In his class action suit, the plaintiff claimed the defendant had violated two Massachusetts laws, the Fair Information Practices Act (FIPA) and the statutory protection against privacy invasions. In addition, he argued that the defendants had breached a promise made by investigating detectives and the district attorney that his DNA sample would not be retained.

The trial court dismissed the plaintiff’s claims and the Appeals Court reversed. Regarding the scope of FIPA, the court held that, as the statutory text indicates, government agencies may not collect or maintain more personal data than reasonably necessary in connection with their legal functions; an agency that violates this rule may be subject to an action for equitable relief. In this case, the court concluded the plaintiff’s allegations sufficed to show the defendants kept more of his personal data than reasonably necessary—after all, the criminal investigation had ended and the appellate process had run its course.

As for the invasion of privacy claim, the Appeals Court noted that, under the statute, an individual has the right to be free from unreasonable, substantial and serious interference with privacy, and the trial court has the equitable power to enforce this right. The court agreed that the DNA information at issue should be considered highly sensitive, and the allegation that the defendants retained this information without the plaintiff’s consent, and made it available for use in other criminal investigations, sufficed to show the retention was unreasonable.

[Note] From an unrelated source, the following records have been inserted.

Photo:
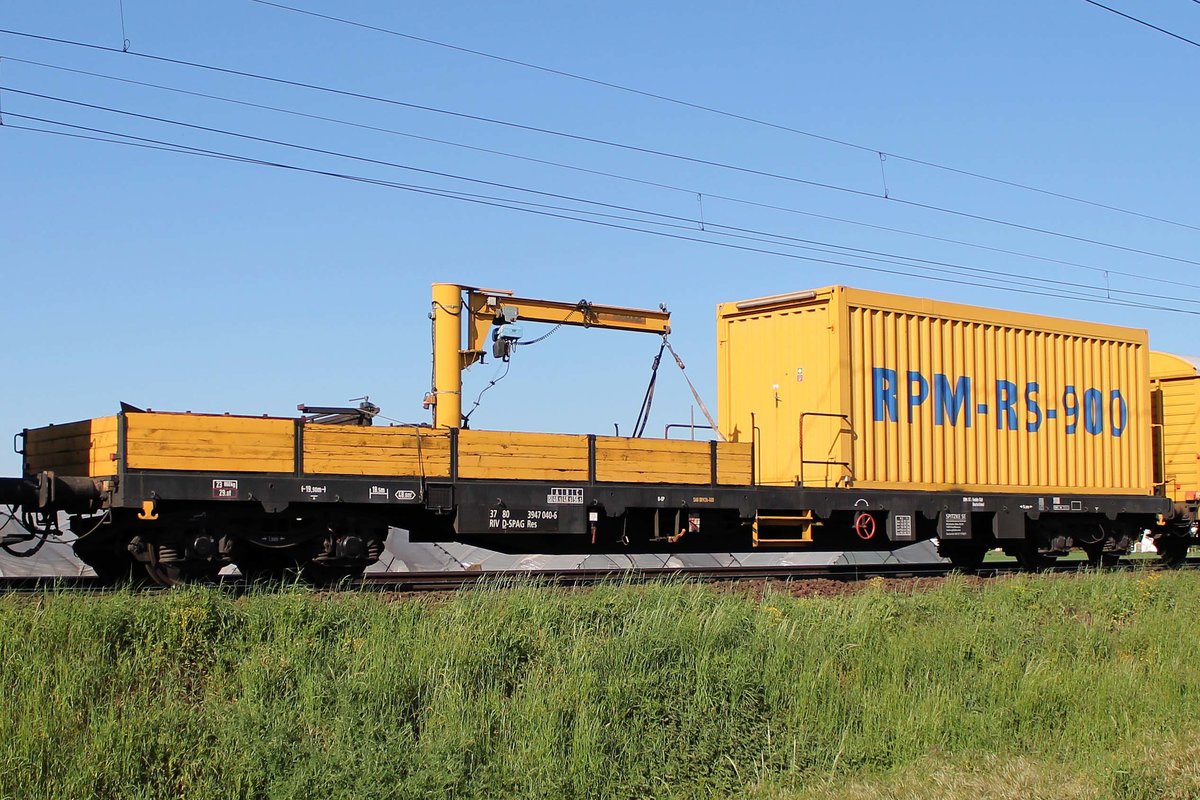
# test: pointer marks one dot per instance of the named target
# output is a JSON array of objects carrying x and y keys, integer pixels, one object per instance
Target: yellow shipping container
[
  {"x": 1175, "y": 392},
  {"x": 840, "y": 386}
]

Finally, the Appeals Court held that the investigating detectives had made an enforceable promise to the plaintiff when they solicited a DNA sample from him, which they broke, thereby creating an actionable claim for breach of contract.

And so the court remanded for further proceedings, and we are left with a decision that stands as a rare vindication of privacy interests. To be sure, victory depended upon the existence of statutory rules governing the collection and maintenance of private information, a statutory protection of privacy interests, and particularly egregious facts. At the same time, the decision gives us some sense of the kind of privacy harm that will be actionable.

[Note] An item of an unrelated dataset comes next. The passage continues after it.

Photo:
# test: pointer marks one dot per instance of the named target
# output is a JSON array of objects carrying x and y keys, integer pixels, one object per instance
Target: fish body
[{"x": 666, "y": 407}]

The understanding of privacy harm embraced by the Amato court may have some utility for individuals seeking to pursue privacy violations in other contexts. One of the most difficult issues confronting plaintiffs who claim a privacy violation is the way the harm should be characterized. It is not the same as physical harm, which can be quantified and measured. And, under statutes that require a showing of actual harm, it may be difficult to demonstrate that a loss of control over personal information caused an injury.

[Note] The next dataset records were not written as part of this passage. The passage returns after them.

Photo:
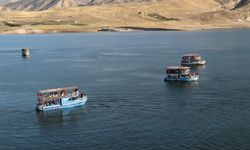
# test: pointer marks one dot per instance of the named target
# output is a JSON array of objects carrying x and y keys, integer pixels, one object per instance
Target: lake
[{"x": 129, "y": 105}]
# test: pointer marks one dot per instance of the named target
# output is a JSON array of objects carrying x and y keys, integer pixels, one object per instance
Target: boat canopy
[
  {"x": 73, "y": 88},
  {"x": 177, "y": 68},
  {"x": 190, "y": 55}
]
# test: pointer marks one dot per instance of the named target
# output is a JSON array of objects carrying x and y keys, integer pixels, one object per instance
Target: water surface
[{"x": 129, "y": 106}]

In contrast, the Amato court’s reasoning indicates that the presence of certain factors will point to the existence of an injury which is subject to remedy. Consider that, while the court recognized data collection and maintenance may be reasonably necessary, such necessity does not extend indefinitely into the future. For example, in the context of a criminal case, when the investigation has ceased, and certainly when a conviction has been upheld, it is no longer necessary to retain information that is not relevant to the case. At the point in time when consensually-submitted personal information ceases to be relevant to a government function, control over that information essentially reverts back to the individual and the continued retention of it amounts to unreasonable interference with privacy—that is, an actionable injury.

This injury existed, moreover, even absent evidence that the privacy violator made use of the personal information at issue. In other words, the Appeals Court in Amato concluded that the merely holding this information without the information-owner’s consent stated a claim for relief.

This kind of analyis suggests that, at least under Massachusetts law, the default position is individual control over personal information, and the loss of that control without appropriate justification must be regarded as a particularized harm, one which the courts have the power to remedy.